Sleep is vitally important to maintain cognitive function, particularly in shift-work contexts. Sleep trackers can reliably estimate sleep, but the relationship between estimated sleep and specific cognitive domains is unclear. This study examined associations between estimated sleep and subsequent cognitive performance during a simulated night-shift protocol. Twenty-four participants (mean [SD] age = 28[9] years) attended the sleep laboratory twice, for an 8-day simulated shift-work experimental protocol under two lighting conditions (standard- vs. circadian-informed lighting). Following a baseline sleep, participants remained awake for 27 h and transitioned to sleeping between 10:00 and 19:00 with cognitive testing between 00:00 and 08:00 for four days. Tests included the Balloon Analogue Risk Task, Continuous Performance task, Digit Symbol Substitution Test (DSST), Iowa Gambling task, Operation-Span task, Psychomotor Vigilance test, Stroop task, Tower of London task, and Trail Making test. Sleep was assessed using an under-mattress sensor (Withings Sleep Analyzer). Linear and non-linear models were used to test associations between estimated sleep and cognitive performance.
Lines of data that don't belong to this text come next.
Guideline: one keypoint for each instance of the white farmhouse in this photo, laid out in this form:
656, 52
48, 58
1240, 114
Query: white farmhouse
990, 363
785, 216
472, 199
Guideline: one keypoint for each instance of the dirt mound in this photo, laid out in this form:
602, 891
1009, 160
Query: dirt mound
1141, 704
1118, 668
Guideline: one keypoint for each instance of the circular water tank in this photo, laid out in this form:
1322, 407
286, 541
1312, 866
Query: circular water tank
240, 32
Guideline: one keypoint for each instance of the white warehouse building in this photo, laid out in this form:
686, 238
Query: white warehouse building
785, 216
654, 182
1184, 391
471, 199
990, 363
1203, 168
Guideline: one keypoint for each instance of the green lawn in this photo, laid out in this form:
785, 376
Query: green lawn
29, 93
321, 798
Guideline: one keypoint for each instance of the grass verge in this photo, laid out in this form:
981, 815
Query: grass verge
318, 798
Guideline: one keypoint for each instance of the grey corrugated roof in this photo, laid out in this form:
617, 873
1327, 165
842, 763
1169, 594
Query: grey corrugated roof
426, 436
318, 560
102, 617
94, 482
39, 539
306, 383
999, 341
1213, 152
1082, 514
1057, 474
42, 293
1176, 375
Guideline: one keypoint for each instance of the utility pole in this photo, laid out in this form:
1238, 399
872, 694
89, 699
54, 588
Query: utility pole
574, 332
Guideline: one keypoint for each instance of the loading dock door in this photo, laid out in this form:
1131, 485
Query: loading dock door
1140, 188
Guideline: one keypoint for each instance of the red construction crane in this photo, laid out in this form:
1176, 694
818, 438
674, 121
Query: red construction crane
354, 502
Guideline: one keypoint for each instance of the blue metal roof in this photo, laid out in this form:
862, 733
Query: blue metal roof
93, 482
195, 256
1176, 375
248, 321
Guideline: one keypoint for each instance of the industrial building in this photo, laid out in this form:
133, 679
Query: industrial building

Significant associations were found between sleep metrics and PVT reaction time (R2 = .13, p = .008), Operation-Span arithmetic errors (.15, p = .023), proportion correct on DSST and Stroop tasks (.06, p = .045; .09, p = .003), and Stroop reaction time (.19, p = .004). Random forest models demonstrated that vigilance, working memory, and mental arithmetic were associated with estimated sleep architecture, snoring, and cardiovascular function. Sleep trackers could inform next-day cognitive performance, particularly vigilance, mental arithmetic, and working memory. In so doing, they may enable more informed interpretations of device-derived sleep and management of sleep-related cognitive impairment in future models. This paper is part of the Consumer Sleep Technology Collection.